Black Virginians opposed these vouchers with near unanimity. Oliver Hill, the NAACP attorney who had co-led Virginia’s piece of the litigation folded into Brown, put the principle in an apt axiom: “No one in a democratic society has a right to have his private prejudices financed at public expense.”
In contrast, libertarian thought leaders and the neoliberal cause’s main funder at the time saw no problem with tax subsidies to segregation academies, even in states that denied voting rights to the African Americans harmed by the policy. While Friedman and most of his neoliberal collaborators made their case for privatization in race-neutral language and may not personally have been driven by racial animus, they had no scruples about exploiting white supremacy to move their otherwise unsaleable policy agenda. This history reveals how Milton Friedman and his allies provided aid and comfort to those who presided over a racial dictatorship in the Jim Crow South, an apartheid-like regime that stayed in power through state-sponsored repression, employer retaliation, and private violence.

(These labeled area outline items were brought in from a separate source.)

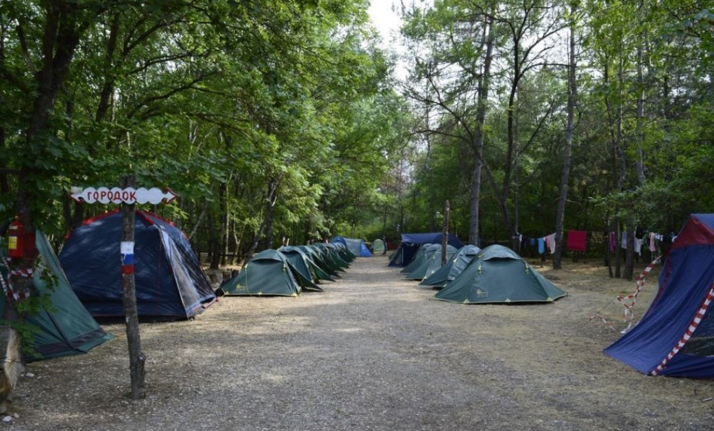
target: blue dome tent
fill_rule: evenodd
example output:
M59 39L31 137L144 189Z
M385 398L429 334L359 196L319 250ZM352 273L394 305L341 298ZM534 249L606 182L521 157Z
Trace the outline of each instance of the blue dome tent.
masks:
M406 266L409 264L419 247L423 244L441 244L441 232L428 234L402 234L401 244L389 259L390 266ZM457 249L463 243L456 235L449 232L447 244Z
M690 216L642 318L605 349L645 374L714 377L714 214Z
M361 256L362 257L372 256L372 254L370 252L369 249L367 248L367 246L361 239L345 238L344 237L338 236L333 239L332 242L344 245L347 247L347 249L350 251L350 253L354 254L355 256Z
M59 255L77 297L95 317L124 314L118 210L86 220ZM190 318L216 299L211 282L183 232L156 214L136 211L134 274L139 316Z

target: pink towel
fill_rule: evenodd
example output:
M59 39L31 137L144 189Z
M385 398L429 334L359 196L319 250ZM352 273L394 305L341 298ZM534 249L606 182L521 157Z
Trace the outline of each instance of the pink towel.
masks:
M568 249L570 251L585 251L588 249L588 232L585 231L568 231Z

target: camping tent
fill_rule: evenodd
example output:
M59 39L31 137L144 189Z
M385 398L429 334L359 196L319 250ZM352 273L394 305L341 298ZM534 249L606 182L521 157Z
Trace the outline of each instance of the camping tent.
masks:
M441 232L429 234L402 234L401 244L389 259L390 266L406 266L411 261L419 246L423 244L441 244ZM449 233L447 244L461 249L463 243L456 235Z
M385 253L387 251L387 244L384 242L377 238L372 242L372 251L373 253Z
M565 293L501 245L483 249L435 298L463 303L553 302Z
M645 374L714 377L714 214L690 216L642 318L605 353Z
M349 262L344 260L344 256L341 256L338 252L337 246L334 244L316 242L313 245L322 255L327 264L336 271L344 272L344 269L350 266ZM350 254L351 255L351 253Z
M347 247L347 249L350 251L350 253L355 256L361 256L362 257L370 257L372 256L372 254L369 252L369 249L367 248L367 246L365 245L364 242L361 239L335 237L332 242L344 244Z
M268 249L256 254L233 278L224 281L218 295L297 296L302 290L298 271L284 254Z
M37 330L33 334L34 349L27 361L84 353L111 340L114 336L97 324L72 291L67 277L47 238L39 230L35 237L39 251L39 269L32 276L32 284L40 295L49 296L49 304L42 303L36 313L27 316L26 322ZM2 265L4 281L7 279L6 265ZM49 274L55 280L48 286ZM5 308L5 296L0 295L0 313Z
M422 286L433 286L435 289L441 289L444 285L461 274L463 269L468 265L468 263L481 251L481 249L476 246L463 246L451 256L451 259L446 262L446 265L424 279L419 284Z
M298 283L303 289L323 291L322 289L316 284L319 279L316 275L315 264L310 261L310 258L307 256L304 251L298 247L292 246L281 247L278 249L278 251L287 258L295 270L297 271Z
M352 261L357 257L352 253L352 251L350 251L349 249L347 248L347 246L341 242L328 242L323 245L329 249L333 253L336 253L340 259L345 261L347 264L346 266L349 266L350 263L351 263Z
M416 253L414 253L414 256L411 258L411 261L409 262L409 264L402 268L399 272L402 274L409 274L412 271L416 269L424 262L424 258L426 256L426 252L431 249L436 249L438 246L441 246L436 244L421 244L416 250Z
M450 259L457 250L446 244L446 259ZM407 280L423 280L441 267L441 244L431 244L426 249L421 264L409 271Z
M96 316L121 316L122 215L86 220L71 232L59 255L75 294ZM134 276L140 316L190 318L216 299L191 244L171 222L147 212L134 219Z

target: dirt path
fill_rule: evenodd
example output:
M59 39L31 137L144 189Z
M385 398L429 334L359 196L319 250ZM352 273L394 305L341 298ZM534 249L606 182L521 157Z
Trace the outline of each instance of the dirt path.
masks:
M542 269L570 294L553 304L463 306L386 263L359 259L324 293L225 298L193 321L142 325L141 401L126 396L123 326L106 326L118 339L89 354L31 364L5 427L711 429L710 381L646 377L601 353L618 335L588 317L633 283L573 264Z

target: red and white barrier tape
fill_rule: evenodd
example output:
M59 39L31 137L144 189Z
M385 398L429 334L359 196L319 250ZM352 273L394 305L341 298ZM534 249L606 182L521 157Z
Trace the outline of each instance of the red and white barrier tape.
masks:
M625 307L625 309L623 311L623 321L627 323L627 327L620 331L621 333L625 333L630 331L630 328L632 328L633 322L635 321L635 313L633 312L632 308L637 303L638 296L640 294L640 292L642 291L642 288L645 285L645 279L647 277L648 274L652 272L652 269L655 267L655 265L660 261L660 259L661 259L661 256L652 261L652 263L648 265L647 267L645 268L645 270L642 271L642 274L637 276L637 289L635 290L635 293L629 295L617 296L617 300L619 301L620 303L623 304L623 306ZM615 326L613 326L612 323L609 322L607 319L599 314L595 314L590 316L590 321L593 321L593 320L595 318L600 318L603 321L603 323L608 326L608 328L610 328L613 331L617 331L617 329L615 328Z
M617 329L615 328L615 326L613 326L613 323L610 322L610 321L608 321L608 319L605 318L604 317L603 317L599 314L595 313L590 316L589 321L592 322L593 320L596 318L599 318L600 320L603 321L603 323L605 323L605 326L607 326L608 328L612 329L613 331L617 331Z
M7 261L5 256L2 256L2 264L8 269L9 276L20 276L24 279L29 279L32 277L32 269L26 268L25 269L10 269L10 262ZM0 284L2 285L2 290L5 293L5 296L8 299L14 298L15 301L20 301L23 299L29 298L30 296L30 292L28 291L24 291L20 293L17 293L12 288L12 283L10 281L9 276L7 281L5 281L5 277L0 276Z
M697 313L694 315L694 318L689 323L689 327L687 328L687 331L685 331L684 335L680 338L677 344L672 348L672 350L662 360L660 365L657 365L657 368L650 372L652 375L657 375L664 370L665 367L669 361L672 360L672 358L679 353L680 350L684 348L684 346L689 341L689 339L692 338L692 334L694 331L697 330L697 327L699 326L699 323L704 318L704 315L706 314L707 310L709 309L709 305L714 300L714 283L712 284L710 288L709 288L709 293L707 294L707 297L704 298L704 302L702 303L702 306L699 308L699 311Z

The collaboration between neoliberal intellectuals and segregationists involved opportunism on both parts, to be sure. But what made it work was the overlap in their values and views of government. Each placed a premium on the liberty of those who had long profited from racial capitalism and sought to shield it from government action on the part of Americans, Black and white, committed to democratic values. At a moment when at least some whites in the South were prepared to accept a more equitable society, neoliberals lined up with the beneficiaries of the old order. Not surprisingly, the outcome was not freedom, but the entrenchment of structural racism.
And the sad fact of the matter is that improving education was never the true reason for free-market fundamentalists’ embrace of vouchers. As Friedman signaled in that first 1955 manifesto and argued for over a half century, school “choice” was a way station on the route to radical privatization. The vouchers were a tactic. The strategy they served was to stick parents with the full cost of their children’s schooling and the labor of finding and arranging it.
“In my ideal world, government would not be responsible for providing education any more than it is for providing food and clothing,” Friedman repeated in 2004 what he had long maintained. “Private charity would be more than ample to assure that there were schools available for every child.” He was as frank in addressing a meeting of the American Legislative Exchange Council (ALEC) four months before his death in 2006. Said Friedman: “the ideal way [to give parents control of their children’s education] would be to abolish the public school system and eliminate all the taxes that pay for it.” In the real world, this would be engineered inequality so staggering that it would make today’s inequities look modest by comparison.
That is what today’s libertarian billionaire backers of vouchers, with Charles G. Koch in the lead, are keeping from the unsuspecting parents on whom the cause relies for electoral success, now Black and Latino as well as white. Vouchers, like freedom, are a horse to ride somewhere. The destination would shock most people, but soon it could be too late to reverse course.